Thank you everyone for being so kind. All of my horses are retired and I really haven’t been a part of my local horse community for a while. I needed this from people who understand what it means to love a horse. My friends, of course, tell me how sorry they are, but they don’t really understand.
Daisy is the photo in my avatar. When I bought her I had planned on eventing her, but we struggled. She was never overtly lame, but just NQR, and the multiple vets, chiropractors, farriers could never really put their finger on it. As a last resort, I gave her a year off and then tried to bring her back. The same issues surfaced so I retired her. She was an OTTB. She raced locally at Canterbury. They tried her at every distance and on turf and dirt. She just wasn’t cut out to be a racehorse.

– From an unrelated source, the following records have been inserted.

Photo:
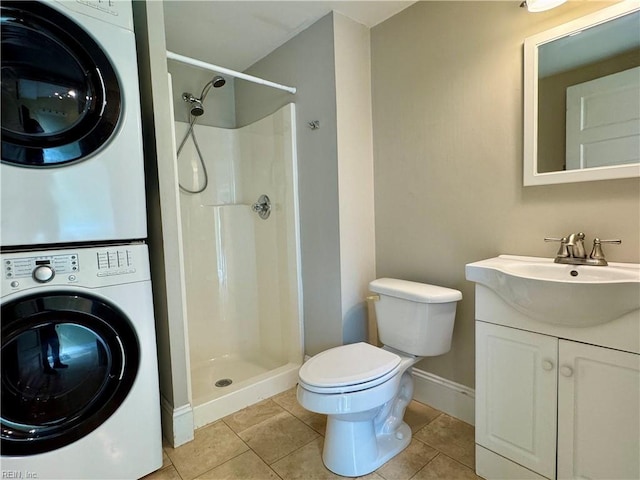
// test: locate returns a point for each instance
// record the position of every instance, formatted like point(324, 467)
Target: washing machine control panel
point(42, 268)
point(91, 267)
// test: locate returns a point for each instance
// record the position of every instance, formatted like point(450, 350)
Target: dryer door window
point(61, 99)
point(68, 362)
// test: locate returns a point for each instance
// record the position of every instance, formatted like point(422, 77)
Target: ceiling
point(235, 34)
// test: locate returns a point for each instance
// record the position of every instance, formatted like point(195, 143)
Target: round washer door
point(61, 99)
point(68, 362)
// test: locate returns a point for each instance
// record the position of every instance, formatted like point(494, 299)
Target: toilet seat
point(349, 368)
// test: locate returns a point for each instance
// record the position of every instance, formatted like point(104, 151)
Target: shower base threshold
point(223, 401)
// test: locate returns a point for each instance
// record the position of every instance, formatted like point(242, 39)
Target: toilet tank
point(415, 318)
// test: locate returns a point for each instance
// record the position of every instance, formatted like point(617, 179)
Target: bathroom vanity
point(556, 398)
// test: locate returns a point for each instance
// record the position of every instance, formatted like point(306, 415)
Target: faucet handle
point(562, 251)
point(597, 253)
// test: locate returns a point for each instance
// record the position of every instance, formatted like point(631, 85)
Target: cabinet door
point(516, 388)
point(598, 413)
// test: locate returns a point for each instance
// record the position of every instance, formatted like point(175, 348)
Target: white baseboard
point(177, 423)
point(449, 397)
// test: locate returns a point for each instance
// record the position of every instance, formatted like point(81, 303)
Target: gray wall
point(447, 125)
point(307, 62)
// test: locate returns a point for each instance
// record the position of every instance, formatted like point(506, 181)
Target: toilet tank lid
point(414, 291)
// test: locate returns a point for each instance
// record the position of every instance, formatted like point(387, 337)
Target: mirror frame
point(531, 44)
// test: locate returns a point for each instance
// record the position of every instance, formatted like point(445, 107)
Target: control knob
point(43, 273)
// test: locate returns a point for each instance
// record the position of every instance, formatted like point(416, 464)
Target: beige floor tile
point(247, 466)
point(289, 402)
point(445, 468)
point(452, 437)
point(168, 473)
point(278, 436)
point(306, 464)
point(250, 416)
point(212, 446)
point(404, 465)
point(417, 415)
point(166, 461)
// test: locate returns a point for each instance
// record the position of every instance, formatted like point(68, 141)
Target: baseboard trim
point(449, 397)
point(177, 423)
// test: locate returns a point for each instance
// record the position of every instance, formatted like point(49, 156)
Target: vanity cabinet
point(549, 407)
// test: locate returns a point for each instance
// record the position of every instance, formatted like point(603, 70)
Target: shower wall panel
point(242, 271)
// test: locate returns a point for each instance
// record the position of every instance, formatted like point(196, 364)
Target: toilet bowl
point(364, 390)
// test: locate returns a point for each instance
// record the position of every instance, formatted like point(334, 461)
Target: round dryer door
point(68, 362)
point(61, 99)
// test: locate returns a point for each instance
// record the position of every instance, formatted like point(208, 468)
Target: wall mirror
point(582, 99)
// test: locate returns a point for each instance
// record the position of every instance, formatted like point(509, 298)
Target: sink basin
point(571, 295)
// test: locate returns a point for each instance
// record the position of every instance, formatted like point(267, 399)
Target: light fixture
point(541, 5)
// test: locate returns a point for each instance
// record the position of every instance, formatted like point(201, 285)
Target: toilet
point(364, 390)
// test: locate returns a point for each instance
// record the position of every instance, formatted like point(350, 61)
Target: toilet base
point(353, 449)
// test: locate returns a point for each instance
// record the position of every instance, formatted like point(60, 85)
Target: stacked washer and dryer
point(79, 383)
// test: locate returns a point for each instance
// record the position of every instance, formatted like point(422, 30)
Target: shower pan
point(242, 261)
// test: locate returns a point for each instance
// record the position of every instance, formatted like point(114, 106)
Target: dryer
point(80, 395)
point(72, 161)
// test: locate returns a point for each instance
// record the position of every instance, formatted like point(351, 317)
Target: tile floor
point(278, 439)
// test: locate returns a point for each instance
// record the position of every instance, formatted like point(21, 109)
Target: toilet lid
point(348, 365)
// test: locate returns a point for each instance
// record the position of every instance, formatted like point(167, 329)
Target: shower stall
point(238, 204)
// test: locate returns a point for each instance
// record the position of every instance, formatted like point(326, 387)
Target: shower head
point(196, 108)
point(218, 81)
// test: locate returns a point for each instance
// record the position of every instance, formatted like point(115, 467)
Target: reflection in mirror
point(582, 99)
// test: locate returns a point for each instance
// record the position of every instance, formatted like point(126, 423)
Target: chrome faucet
point(572, 250)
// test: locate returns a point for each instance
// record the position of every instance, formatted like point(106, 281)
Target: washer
point(72, 162)
point(80, 395)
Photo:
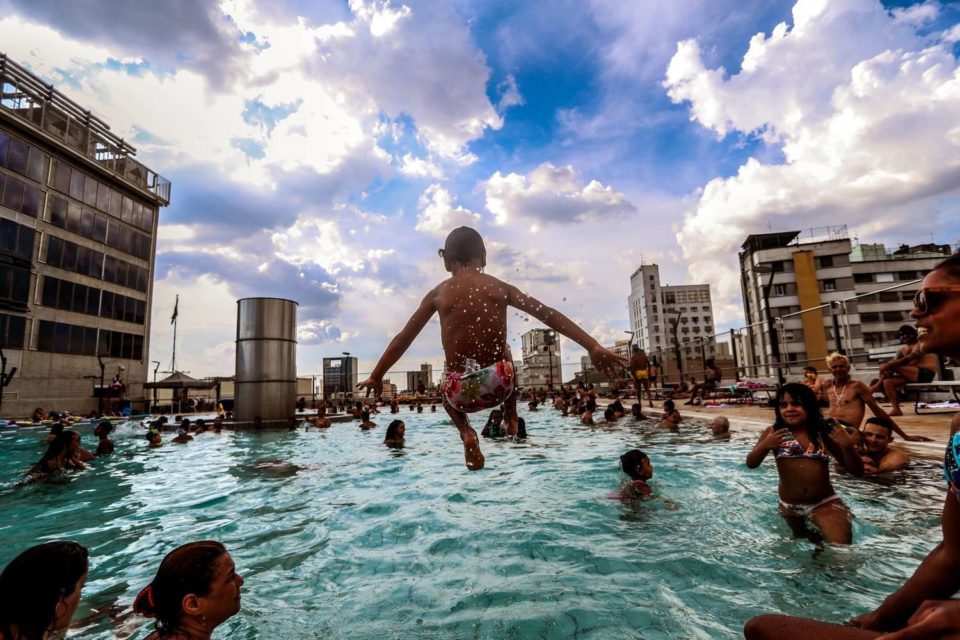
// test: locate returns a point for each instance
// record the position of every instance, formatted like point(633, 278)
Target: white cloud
point(439, 214)
point(869, 122)
point(551, 194)
point(420, 168)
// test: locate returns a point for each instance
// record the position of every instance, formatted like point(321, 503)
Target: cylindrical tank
point(266, 376)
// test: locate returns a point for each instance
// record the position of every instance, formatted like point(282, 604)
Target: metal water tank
point(266, 375)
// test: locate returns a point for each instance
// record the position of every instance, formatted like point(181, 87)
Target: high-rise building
point(541, 360)
point(339, 377)
point(662, 316)
point(78, 223)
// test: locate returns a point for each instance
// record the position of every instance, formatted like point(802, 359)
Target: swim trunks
point(478, 390)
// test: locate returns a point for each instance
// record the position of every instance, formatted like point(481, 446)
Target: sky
point(320, 150)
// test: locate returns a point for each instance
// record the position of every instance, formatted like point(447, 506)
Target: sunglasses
point(928, 300)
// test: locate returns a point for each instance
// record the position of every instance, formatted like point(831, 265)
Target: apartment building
point(78, 225)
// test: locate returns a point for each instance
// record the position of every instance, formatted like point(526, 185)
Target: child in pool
point(636, 464)
point(473, 330)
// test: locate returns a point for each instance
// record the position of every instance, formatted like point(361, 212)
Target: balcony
point(47, 111)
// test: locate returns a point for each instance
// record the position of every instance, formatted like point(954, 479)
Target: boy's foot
point(471, 449)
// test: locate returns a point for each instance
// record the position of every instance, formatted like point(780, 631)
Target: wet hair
point(463, 244)
point(882, 422)
point(631, 462)
point(33, 583)
point(392, 430)
point(808, 400)
point(908, 331)
point(56, 447)
point(951, 267)
point(187, 569)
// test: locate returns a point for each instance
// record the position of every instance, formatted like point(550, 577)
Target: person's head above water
point(636, 464)
point(40, 590)
point(463, 246)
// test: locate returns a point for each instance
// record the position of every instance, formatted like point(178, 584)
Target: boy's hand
point(372, 384)
point(608, 363)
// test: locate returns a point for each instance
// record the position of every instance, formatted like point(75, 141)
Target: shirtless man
point(640, 366)
point(876, 453)
point(849, 399)
point(910, 365)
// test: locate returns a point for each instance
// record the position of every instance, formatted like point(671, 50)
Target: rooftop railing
point(38, 104)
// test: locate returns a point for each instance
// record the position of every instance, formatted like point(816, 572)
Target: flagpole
point(176, 307)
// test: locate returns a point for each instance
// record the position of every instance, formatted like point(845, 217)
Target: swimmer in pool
point(802, 443)
point(473, 330)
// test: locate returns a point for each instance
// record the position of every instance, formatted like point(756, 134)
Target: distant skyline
point(320, 151)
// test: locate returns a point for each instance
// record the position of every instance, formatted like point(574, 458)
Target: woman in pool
point(195, 590)
point(40, 591)
point(802, 443)
point(394, 437)
point(62, 453)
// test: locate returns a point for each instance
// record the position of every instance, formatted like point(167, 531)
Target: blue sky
point(321, 150)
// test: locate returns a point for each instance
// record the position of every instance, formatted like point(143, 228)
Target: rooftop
point(25, 99)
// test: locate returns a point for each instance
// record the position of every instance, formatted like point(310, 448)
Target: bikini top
point(796, 450)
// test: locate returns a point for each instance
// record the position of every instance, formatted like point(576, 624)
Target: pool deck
point(931, 425)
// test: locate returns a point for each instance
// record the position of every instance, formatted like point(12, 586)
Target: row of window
point(72, 339)
point(19, 195)
point(71, 296)
point(16, 239)
point(69, 256)
point(89, 224)
point(24, 158)
point(12, 331)
point(92, 192)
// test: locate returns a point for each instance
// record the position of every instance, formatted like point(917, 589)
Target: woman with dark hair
point(61, 454)
point(802, 442)
point(40, 591)
point(394, 437)
point(195, 590)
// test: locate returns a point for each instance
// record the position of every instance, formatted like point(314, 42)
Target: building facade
point(667, 318)
point(339, 377)
point(78, 223)
point(541, 360)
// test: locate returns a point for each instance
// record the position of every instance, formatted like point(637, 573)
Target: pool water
point(339, 537)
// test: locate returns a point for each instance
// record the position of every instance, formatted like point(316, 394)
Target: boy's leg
point(510, 414)
point(471, 443)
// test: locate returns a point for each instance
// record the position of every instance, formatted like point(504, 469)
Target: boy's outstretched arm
point(606, 362)
point(400, 343)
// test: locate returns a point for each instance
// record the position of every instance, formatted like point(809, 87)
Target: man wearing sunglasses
point(922, 607)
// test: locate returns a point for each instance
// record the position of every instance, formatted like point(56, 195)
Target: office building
point(339, 377)
point(541, 360)
point(664, 316)
point(78, 223)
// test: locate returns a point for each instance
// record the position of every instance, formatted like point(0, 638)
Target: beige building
point(78, 223)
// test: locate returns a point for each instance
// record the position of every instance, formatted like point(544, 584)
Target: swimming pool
point(359, 541)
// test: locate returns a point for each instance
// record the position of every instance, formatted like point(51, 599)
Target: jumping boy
point(473, 330)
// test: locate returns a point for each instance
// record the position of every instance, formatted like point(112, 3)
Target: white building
point(663, 315)
point(541, 360)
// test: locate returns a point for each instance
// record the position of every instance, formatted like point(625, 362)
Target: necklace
point(839, 396)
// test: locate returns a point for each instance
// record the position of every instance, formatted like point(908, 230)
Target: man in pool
point(473, 331)
point(922, 607)
point(876, 453)
point(850, 398)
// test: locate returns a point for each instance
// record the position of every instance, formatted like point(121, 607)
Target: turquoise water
point(360, 541)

She was so athletic and a beautiful mover. She was quirky and I like to say she lived her life at full throttle. If she had somewhere to be, she galloped. She didn’t have time to walk. Just a week or so ago, I had moved the horses from the sacrifice area to the pasture across the driveway. My older mare, Jilda, just wasn’t with the program and instead of going with Daisy and Duncan across the driveway, she walked out to the run-in shelter. I left the chute across the driveway open, figuring she would make her way over eventually. Maybe a half an hour later, I watched Daisy gallop from the far back of the pasture, across the driveway and out to the shelter to push Jilda out of the shelter. Then she galloped back across to where Duncan was.
She loved water. I can’t count the number of times I would catch her with her head in the water tanks splashing water everywhere.
She had the softest forelock I’ve ever felt. It felt like a foals She had such a big personality. My husband would look at he so often, and say, “that horse ain’t right” and shake his head.
I really loved that horse.
Thank you for letting me share my grief.